Yanında takım elbiseli bir CEO çakması oturuyordu. Çaprazındaki kadının ise sadece harika seksilikteki topuklu ayakkabısı ile dizine kadar çektiği beyaz dantelli kalın çorabı gözüküyordu. Tren sallanıyordu. Işıklar çok dandikti, aydınlatalım mı karartalım mı diye düşünüyor gibiydi. Arada da burnuna sidik kokusu geliyordu. Keskin değil ama beyni onu keskinleştiriyordu. Sonra burnundaki koku alma hücreleri yorulduğu için duymamaya başlıyordu. Bu sefer de kendine lanet edecek bir şey arardı.

Hayatını zorlaştırıyordu. Hayatı zorlaştırıyordu. Hayat zordu. Hayat…

iPod’una lanet okudu, kendi beynini sikmek istediğini söyledi.

-“Bok vardı amına koyayım şarj etmedim. En ufak bir şeyde hemen uçuyor aklım. Öf!”

Yanındaki adam hayret ve de küçümseyerek baktı.

Bu bakışı tanıyordu. Boklar içerisinde yoklukta geçirdiği hayatını, iyi kötü bir üniversite okuduktan ve de ortalama bir işe, ki o iş daima takım elbise giyme zorunluluğu getiriyordu, girdikten sonra ortam yapıp, kendini bir bok sanan puştların özel bakışıydı. Sanki hiç o boklarda hiç yüzmeyi öğrenmemiş de, babasının evindeki havuzda yüzerek gelmiş gibi, her saçma ve anlamsız harekete ‘zavallı bok’ bakışıydı bu. Esas derdi kendini üstün görmek değildi bu bakışı atarken. Yeni edindiği çevreden mütevellit bu tip “bok”larla iletişim kurmaya korkmasıydı.
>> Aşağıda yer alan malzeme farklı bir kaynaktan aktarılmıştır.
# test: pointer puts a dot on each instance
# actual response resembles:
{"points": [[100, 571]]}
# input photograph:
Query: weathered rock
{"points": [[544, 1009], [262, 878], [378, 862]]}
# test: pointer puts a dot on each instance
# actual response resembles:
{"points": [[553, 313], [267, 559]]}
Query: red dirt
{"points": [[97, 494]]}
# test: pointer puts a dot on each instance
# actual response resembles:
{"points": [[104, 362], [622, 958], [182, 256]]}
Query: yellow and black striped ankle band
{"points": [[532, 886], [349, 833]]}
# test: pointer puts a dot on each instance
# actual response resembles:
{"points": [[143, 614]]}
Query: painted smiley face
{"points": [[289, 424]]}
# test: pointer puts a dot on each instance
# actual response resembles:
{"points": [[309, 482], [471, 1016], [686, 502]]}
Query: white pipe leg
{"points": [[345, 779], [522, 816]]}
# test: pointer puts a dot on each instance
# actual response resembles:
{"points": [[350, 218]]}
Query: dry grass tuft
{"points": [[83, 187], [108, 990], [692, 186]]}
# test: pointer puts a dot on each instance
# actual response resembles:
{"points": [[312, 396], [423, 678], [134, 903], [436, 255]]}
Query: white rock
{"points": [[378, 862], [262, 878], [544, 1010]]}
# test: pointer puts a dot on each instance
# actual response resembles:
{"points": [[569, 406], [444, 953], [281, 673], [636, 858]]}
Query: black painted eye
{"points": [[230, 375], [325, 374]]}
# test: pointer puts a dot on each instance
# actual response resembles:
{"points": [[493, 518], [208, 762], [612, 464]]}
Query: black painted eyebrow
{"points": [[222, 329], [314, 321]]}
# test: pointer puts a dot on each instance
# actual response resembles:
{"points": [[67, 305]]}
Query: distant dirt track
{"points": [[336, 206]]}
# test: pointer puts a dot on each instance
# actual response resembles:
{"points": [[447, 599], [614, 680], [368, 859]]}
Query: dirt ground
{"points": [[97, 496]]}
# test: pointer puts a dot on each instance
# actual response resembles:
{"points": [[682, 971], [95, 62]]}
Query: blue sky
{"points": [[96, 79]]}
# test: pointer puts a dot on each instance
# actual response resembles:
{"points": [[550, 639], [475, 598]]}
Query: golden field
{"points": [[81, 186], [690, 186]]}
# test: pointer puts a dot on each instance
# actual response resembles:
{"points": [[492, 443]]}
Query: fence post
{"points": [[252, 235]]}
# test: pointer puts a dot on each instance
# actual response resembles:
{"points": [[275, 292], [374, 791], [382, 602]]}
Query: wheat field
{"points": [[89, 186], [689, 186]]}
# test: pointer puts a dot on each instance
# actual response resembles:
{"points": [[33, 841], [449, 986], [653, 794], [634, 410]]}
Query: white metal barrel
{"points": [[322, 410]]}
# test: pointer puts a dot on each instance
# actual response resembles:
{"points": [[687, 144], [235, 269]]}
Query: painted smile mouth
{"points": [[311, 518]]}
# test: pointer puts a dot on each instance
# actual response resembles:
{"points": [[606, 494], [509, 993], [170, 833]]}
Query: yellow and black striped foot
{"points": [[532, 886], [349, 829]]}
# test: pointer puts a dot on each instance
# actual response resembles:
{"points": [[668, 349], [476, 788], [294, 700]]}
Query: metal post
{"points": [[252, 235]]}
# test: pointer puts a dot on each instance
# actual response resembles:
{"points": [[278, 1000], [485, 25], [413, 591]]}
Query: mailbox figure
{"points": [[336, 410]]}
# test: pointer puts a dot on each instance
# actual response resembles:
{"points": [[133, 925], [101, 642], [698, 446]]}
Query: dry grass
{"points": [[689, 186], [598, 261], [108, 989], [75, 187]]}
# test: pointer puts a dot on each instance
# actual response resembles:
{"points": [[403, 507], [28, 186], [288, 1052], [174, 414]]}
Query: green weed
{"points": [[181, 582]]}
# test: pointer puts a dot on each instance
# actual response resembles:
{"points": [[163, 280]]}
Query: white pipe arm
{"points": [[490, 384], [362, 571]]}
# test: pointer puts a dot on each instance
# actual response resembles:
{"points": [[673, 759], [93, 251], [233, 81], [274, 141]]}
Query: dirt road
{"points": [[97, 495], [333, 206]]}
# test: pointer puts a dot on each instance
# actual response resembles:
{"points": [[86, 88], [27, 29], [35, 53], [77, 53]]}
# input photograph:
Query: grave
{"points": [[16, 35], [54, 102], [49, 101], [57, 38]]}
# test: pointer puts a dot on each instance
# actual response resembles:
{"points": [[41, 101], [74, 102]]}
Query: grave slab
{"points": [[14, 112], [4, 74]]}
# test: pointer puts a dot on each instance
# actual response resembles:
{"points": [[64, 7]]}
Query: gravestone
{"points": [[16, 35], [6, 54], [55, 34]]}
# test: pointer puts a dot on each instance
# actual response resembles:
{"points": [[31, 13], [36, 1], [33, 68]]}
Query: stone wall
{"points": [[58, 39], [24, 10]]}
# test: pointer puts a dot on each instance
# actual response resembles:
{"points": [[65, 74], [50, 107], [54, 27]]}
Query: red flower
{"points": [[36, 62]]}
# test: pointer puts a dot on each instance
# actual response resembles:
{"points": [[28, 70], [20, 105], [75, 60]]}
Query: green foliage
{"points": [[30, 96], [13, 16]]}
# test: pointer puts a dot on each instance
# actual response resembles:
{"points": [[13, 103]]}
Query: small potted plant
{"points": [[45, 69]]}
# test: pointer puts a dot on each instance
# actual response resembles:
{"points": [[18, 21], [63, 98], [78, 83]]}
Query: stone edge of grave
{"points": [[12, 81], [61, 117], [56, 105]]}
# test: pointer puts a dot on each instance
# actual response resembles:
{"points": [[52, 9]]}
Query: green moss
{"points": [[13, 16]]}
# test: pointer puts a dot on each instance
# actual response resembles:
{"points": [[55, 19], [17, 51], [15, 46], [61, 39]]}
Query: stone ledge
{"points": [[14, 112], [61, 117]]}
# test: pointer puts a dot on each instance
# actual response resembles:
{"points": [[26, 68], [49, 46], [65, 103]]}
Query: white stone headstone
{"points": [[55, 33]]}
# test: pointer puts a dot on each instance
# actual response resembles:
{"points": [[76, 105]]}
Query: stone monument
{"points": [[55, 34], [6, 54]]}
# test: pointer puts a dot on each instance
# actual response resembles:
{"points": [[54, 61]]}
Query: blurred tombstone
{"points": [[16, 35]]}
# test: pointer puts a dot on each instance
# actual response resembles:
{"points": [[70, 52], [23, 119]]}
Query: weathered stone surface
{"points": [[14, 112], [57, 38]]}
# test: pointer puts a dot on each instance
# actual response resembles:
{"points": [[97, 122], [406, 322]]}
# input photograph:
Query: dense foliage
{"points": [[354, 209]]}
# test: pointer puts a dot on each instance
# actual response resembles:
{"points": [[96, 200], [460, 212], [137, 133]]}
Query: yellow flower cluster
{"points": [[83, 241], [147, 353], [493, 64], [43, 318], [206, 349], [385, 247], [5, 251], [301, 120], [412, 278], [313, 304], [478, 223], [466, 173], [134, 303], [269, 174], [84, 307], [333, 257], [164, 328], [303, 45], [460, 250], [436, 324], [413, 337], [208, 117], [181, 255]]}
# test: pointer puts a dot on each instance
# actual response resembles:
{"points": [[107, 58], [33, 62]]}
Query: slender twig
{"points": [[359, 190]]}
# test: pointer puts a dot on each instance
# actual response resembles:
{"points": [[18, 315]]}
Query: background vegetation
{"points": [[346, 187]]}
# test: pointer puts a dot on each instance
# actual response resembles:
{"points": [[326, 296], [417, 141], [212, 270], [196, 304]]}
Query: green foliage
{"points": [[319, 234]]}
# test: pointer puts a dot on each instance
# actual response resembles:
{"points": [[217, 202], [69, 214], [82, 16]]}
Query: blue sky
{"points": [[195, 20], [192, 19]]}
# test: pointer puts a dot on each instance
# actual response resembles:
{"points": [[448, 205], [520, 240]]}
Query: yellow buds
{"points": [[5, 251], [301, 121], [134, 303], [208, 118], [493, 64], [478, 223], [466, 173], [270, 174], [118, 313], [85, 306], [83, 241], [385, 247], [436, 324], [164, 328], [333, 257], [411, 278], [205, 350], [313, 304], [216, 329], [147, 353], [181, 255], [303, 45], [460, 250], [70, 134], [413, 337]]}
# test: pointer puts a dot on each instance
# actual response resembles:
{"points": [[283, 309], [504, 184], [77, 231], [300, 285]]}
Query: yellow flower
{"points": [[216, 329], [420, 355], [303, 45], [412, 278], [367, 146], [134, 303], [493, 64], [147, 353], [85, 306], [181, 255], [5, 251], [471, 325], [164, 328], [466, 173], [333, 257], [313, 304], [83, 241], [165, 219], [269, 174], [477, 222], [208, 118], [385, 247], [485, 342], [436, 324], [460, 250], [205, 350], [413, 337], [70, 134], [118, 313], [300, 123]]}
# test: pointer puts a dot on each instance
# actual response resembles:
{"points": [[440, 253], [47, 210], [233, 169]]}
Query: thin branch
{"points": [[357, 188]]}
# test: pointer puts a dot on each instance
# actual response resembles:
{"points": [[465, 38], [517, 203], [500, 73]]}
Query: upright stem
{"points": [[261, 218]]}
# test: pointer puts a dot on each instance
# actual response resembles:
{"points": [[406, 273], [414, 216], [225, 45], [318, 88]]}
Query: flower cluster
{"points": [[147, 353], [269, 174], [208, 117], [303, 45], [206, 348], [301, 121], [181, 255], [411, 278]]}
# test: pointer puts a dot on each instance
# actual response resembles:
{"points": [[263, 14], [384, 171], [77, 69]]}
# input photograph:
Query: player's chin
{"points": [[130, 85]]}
Kadın topuklu ayakkabısını sallıyordu. Tren de sallanıyordu. Senkronizasyon çok boktandı, ve bu da sinirlenirini bozuyordu. Arada senkron eşitlenip hemen bozuluyordu.

Mesanesi dolmuştu. Yanındaki CEO bozmasına “pardon” demeden, yararcasına koridora attı kendi. Başı ne eğik ne de dikti. O ikisinin ortasındaki muazzam ölçüyü çok iyi koruyordu. Giderken topuklu giyen kadına bakmadı. Dönüşte elbet görecekti.

Sifonu çekti. Elini suya değdirdi ve çekti hemen. Narsistliğinin sonucu olan ayna ritüelini yaptı. Nefesini verdi ve kapıyı açtı.

Topuklu ayakkabıdan kadın tahlilinin yüzde %30’luk oranı çıktı. Yani kadın çirkindi. Ama topukluluarı hormonlarını muazzam ölçüde arttırıyordu. “Sıçayım böyle işe” dedi içinden.

Yerine geçti. Kafasını cama dayadı. 2 dakika sonra acaba camı yağladım mı diye baktı, pek bir şey yoktu. Hem onun verdiği rahatlık hem de trenin nahoş sallanması hemen uyumasını sağladı.

Tren gara gelmiş, yolculuk bitmişti. Sırt çantasını kapıp hemen bir sigara patlattı.

Geçici yeni yaşamına adım attı. Adımlarını sıklaştırdı. Yüreğindeki sıktı. Her şeyi sildi.

Et yığınlarına dokunmamaya gayret göstererek şehre adımını attı.